Quite awhile back I got an email from John Swenson asking if the active circuitry used in the self bias could be used as an amplifier. I mentioned that I thought it would work and in fact had thought of the ideas several times in the past but had never pursued the idea. John went on to do experiments and came up with several interesting tranconductance amplifier ideas.
After hearing of his successes I decided to try some ideas of my own. One of the early experiments was to compare a single IRF820b MOSFET to a modified self bias CCS amplifier. I started calling the basic building block the Solid State Pentode based on the way the circuit works.
While the characteristic curves of single MOSFETs looks very Pentode like they do not have the low input capacitance of a Pentode. The cascode circuit below acts very much like an ideal Pentode as the gate to source capacitance of the upper MOSFET is shunted to the source of the lower MOSFET via C5.
Here is the schematic of the basic SSP building block.
About the only changes to the self bias CCS to convert it to an amplifier is to connect the lower end of C5/R14 to the source of Q1 and drive the gate of Q1 with the input signal.
One of the first experiments was to compare the performance of this circuit to a single IRF820b MOSFET as a single stage amplifier. Due to my crummy note keeping I do not know what the load resistance, operating current, or gain was in the following images. As a guess, as I was working on driver stages at the time, the circuit would have been setup for a gain of around 20 and should have been running 20ma current range.

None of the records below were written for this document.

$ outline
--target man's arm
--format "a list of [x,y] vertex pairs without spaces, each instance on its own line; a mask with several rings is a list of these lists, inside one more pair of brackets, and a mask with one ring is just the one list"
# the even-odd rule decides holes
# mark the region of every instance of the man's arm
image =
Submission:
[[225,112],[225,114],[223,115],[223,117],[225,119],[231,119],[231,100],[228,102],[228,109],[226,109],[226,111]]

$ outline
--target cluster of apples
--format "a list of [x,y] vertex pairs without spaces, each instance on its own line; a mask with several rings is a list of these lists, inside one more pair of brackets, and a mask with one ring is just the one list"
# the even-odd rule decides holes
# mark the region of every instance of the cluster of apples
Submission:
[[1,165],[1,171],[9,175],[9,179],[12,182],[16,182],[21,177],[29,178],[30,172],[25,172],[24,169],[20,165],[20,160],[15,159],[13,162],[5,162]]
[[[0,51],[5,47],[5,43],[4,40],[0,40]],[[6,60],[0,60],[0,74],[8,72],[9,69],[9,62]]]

The source impedance was lower than the images show as there was a 27K resistor to ground on the gate of the MOSFET. This is in parallel with the source impedance shown in the screen shots. The corrected values would be 34.9, 964, 7.3K, 13.5K and 17K.
First up is the frequency response of the single IRF820b MOSFET driven from several source impedances:
Note how much the high frequencies are rolled off by the high input capacitance of the MOSFET.
Next is the frequency response of the SSP
With the cascode circuits low input capacitance their is no issue with driving the stage from higher impedances. It looks like there is a very small amount of peaking when the source is around 10K.
Here is the distortion of the single MOSFET at 1Khz and 44Vrms output. Note how the high order harmonics increase with increasing source impedance. The same corrected source impedance values from above should be used.
Distortion for the SSP at 1Khz and 44Vrms. There is more second harmonic but the higher order distortion is way down. This is a case where I would glady take an increase in second harmonic distortion in trade for virtually getting rid of high order harmonics.
The next experiment was a CCS loaded differential stage. This stage is a tranconductance amplifier, meaning that an input voltage is converted to an output current. The goal was building a solid state version of the Tabor amplifier with an interstage transformer between the input and output stage. I was using 6.6K as the load for the input stage as this is what the estimated input impedance of the Tabor output stage. Later I substituted a 6.6K output transformer and found that by increasing the operating current and B+ voltage the single stage could deliver 10W into 8 ohms at quite low distortion. Not bad for a single stage amplifier. The output impedance is very high. With the amplifier delivering 10V rms into 8 ohms I clipped a second 8 ohm load resistor in parallel dropping the load impedance to 4 ohms. The output voltage dropped to 5V rms.
Here is the schematic of the input tranconductance stage with values for both input stage and tranconductance output stage amplifier uses.
After the success of the input stage I wanted to mate it to the output stage and see the results. Here is the schematic of the first prototype of the "Solid State Tabor".
A photo of the prototype. Ugly but functional
The VR tube regulator was replaced by the simple resistor divider shown in the schematic above. The power supply voltage divider is not obvious. From B+ the path is the both sides of primary of the output transformer through the 2 feedback resistors then through the secondary's of the interstage transformer to R8 to B-. The ratio of the feedback resistors paralleled + the DCR of the primary of the output transformer + the DCR of the secondary's of the interstage transformer to the value of R8 sets the ratio of B+ to B-
Here are the distortion measurements into 8 ohms. The interesting thing to note is the difference between 7 watts and 8 watts up. 7 watts is the power limit for cascode operation. At 8 watts the "plate" voltage on the output MOSFETs reaches down to the gate voltage of the upper MOSFET. With the drive current coming from the lower MOSFET the upper MOSFET saturates. The output voltage will pull down to just a few volts across both output devices. You can see the high order distortion increase when the cascode circuit operation is lost. Very much like the comparison of single MOSFET to cascode shown at the beginning of this page.
This is a very nice sounding amplifier. Totally quiet on my 95dB speakers. Sounds very much like the tube version of the Tabor but cleaner. No hint of "solid state sound".
I suspect the cleaner sound is the lack of microphonics of the 6AU6 input tubes and the directly heated output Pentode.
Since this project I have built the "Big Brother" to this amp. The larger version runs B+ at 350 volts and the output stages are idling at 180ma. The output transistors have been upgraded to pairs of FQAF5N90 900V 90W MOSFETs running in parallel. The "big" amp puts out 25 watts per channel and measures very similar to the 10 watt version. It was used to power the Bastanis Apollo speakers at RMAF a few years ago.
Here is a photo of the "big amp". Down side to class A solid state is the heat sinking needed. This amp dissapates 250W idling and stabilizes at about 60 deg C. Need more heat sinking...